Daniel Fenn, PhD

Daniel Fenn, PhD

Computational Scientist @ Lawrence Livermore National Laboratory

About Daniel Fenn, PhD

Daniel Fenn, PhD, is a computational scientist with a focus on developing models and algorithms for analyzing physical phenomena. He has over 10 years of experience in high-performance computing and has worked at various prestigious institutions including NASA and the United States Air Force.

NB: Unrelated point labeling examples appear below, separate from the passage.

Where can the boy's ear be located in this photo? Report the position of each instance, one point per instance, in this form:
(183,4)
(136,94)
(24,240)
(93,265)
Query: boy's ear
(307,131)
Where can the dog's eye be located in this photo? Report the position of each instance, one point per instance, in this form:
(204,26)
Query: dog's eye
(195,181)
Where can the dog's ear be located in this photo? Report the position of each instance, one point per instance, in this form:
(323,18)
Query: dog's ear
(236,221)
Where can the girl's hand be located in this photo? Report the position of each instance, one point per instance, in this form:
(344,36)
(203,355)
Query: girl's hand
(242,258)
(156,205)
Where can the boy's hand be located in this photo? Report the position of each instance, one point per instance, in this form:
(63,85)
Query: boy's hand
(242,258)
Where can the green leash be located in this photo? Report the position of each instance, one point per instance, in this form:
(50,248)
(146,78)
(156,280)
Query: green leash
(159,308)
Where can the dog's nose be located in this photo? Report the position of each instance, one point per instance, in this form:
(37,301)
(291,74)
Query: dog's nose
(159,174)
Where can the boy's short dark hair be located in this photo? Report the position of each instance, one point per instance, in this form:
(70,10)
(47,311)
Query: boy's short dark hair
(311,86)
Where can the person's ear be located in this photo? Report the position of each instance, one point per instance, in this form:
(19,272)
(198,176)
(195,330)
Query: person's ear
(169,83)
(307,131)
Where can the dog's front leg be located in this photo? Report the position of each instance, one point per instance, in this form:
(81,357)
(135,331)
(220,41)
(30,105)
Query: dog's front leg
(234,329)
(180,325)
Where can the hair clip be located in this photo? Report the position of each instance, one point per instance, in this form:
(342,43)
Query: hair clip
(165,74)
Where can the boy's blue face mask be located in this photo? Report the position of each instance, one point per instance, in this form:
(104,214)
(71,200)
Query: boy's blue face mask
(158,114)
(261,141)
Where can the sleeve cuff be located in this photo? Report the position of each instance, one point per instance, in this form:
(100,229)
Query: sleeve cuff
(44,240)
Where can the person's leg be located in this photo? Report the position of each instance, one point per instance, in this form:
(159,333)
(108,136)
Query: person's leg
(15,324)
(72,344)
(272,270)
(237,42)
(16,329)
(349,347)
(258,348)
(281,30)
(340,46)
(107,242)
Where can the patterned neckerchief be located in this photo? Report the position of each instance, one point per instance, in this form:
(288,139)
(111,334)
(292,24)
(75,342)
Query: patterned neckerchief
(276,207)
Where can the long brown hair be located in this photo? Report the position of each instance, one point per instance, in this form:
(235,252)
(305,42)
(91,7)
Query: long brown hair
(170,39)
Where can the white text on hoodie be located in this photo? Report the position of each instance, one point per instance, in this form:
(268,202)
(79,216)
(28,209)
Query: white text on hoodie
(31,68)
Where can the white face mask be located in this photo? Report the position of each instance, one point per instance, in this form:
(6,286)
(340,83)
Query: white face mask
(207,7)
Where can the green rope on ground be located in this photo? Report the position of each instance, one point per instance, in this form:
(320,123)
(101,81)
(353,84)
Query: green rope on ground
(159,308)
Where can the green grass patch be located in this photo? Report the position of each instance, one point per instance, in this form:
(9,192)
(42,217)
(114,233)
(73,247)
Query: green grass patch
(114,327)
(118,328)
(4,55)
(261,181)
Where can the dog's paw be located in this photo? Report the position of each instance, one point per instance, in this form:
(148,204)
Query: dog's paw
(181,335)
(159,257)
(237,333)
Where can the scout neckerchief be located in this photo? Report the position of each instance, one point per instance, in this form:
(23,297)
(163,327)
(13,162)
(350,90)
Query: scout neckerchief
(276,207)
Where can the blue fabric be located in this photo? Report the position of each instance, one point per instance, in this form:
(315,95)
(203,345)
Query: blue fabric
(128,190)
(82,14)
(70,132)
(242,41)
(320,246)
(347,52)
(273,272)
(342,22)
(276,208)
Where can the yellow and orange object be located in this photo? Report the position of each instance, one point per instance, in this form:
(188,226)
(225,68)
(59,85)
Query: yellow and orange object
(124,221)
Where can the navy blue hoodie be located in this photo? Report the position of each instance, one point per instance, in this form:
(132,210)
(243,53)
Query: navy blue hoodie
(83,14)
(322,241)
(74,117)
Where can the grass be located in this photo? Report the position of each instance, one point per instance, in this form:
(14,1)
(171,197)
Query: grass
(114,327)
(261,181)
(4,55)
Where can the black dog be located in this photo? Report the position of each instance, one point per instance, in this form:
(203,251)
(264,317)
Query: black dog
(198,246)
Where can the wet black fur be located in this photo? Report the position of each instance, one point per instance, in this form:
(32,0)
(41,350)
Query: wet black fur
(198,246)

Work at Lawrence Livermore National Laboratory

Daniel Fenn has been employed as a Computational Scientist at Lawrence Livermore National Laboratory since 2019. In this role, he focuses on developing models and algorithms that enhance the understanding and prediction of physical phenomena. His work involves utilizing high-performance computing to analyze large volumes of unorganized data, contributing to advancements in various scientific fields.

Education and Expertise

Daniel Fenn holds a Doctor of Philosophy (PhD) in nuclear science and engineering from the Massachusetts Institute of Technology. He completed his PhD from 2011 to 2016. Prior to this, he earned a Bachelor of Science (BS) in Physics from Utah State University from 2007 to 2011. His educational background equips him with a strong foundation in computational science and physics, enabling him to tackle complex engineering and operational questions.

Background

Daniel Fenn has a diverse professional background in computational science and data analysis. He served as a Research Fellow at Los Alamos National Laboratory for three months in 2013 and worked as a Research Assistant at NASA Goddard Space Flight Center for three months in 2010. He also held positions as a Data Scientist for the United States Air Force from 2017 to 2019 and as an Undergraduate Research Assistant at Space Dynamics Laboratory from 2008 to 2011.

Achievements

Daniel Fenn is recognized as one of the first graduates of the NIF–MIT Ph.D. Thesis Program. He has accumulated ten years of experience in developing theories and applying solutions across various domains, including physics and engineering. His expertise in high-performance computing and data exploitation has positioned him as a valuable contributor to scientific research and development.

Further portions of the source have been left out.